55 clubs in total have been referenced.

Fifty-five league and non-league clubs have been referred to police in the child sex abuse scandal that has shattered English football’s image, a source told The Observer newspaper on Sunday.
The size and scale of the fast-developing scandal has been laid bare in The Observer with already a third of British police forces holding their own investigations which has so far seen only former Crewe Alexandra youth scout Barry Bennell, already jailed three times for child abuse, charged last Tuesday.
“We can confirm that 55 clubs in total have been referenced,” a source at the National Police Chiefs Council — which is in charge of organizing the Hydrant Operation which looks into cases of long ago sex abuse — told The Observer.
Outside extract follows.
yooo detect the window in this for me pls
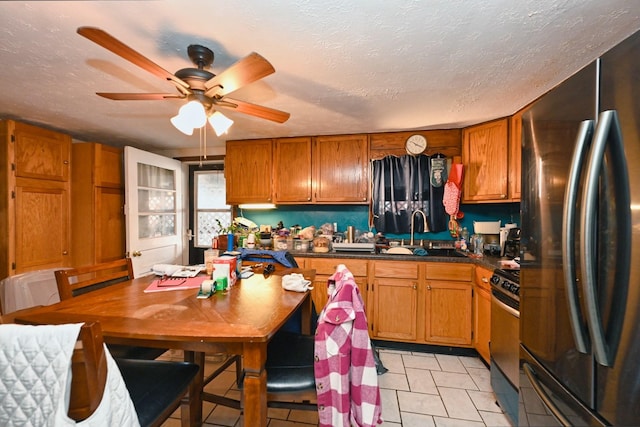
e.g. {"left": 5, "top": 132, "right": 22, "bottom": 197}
{"left": 194, "top": 169, "right": 231, "bottom": 248}
{"left": 371, "top": 154, "right": 449, "bottom": 234}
In other developments English football’s embattled governing body the Football Association (FA) has been accused in The Sunday Mirror by Russell Davy, a former Charlton Athletic youth goalkeeper, of not replying to his letter in 1986 warning them of abuse by scout Eddie Heath.
Heath had moved onto Charlton after being dismissed by Chelsea — not for child abuse, but for “spending a lot of his time in his office, decorating and cooking meals for the schoolboy players”. The club reportedly made a controversial payment in 2015 to Gary Johnson, a player abused by Heath in the 1970s.
Johnson has since gone public, and the club issued a profuse apology to him on Saturday.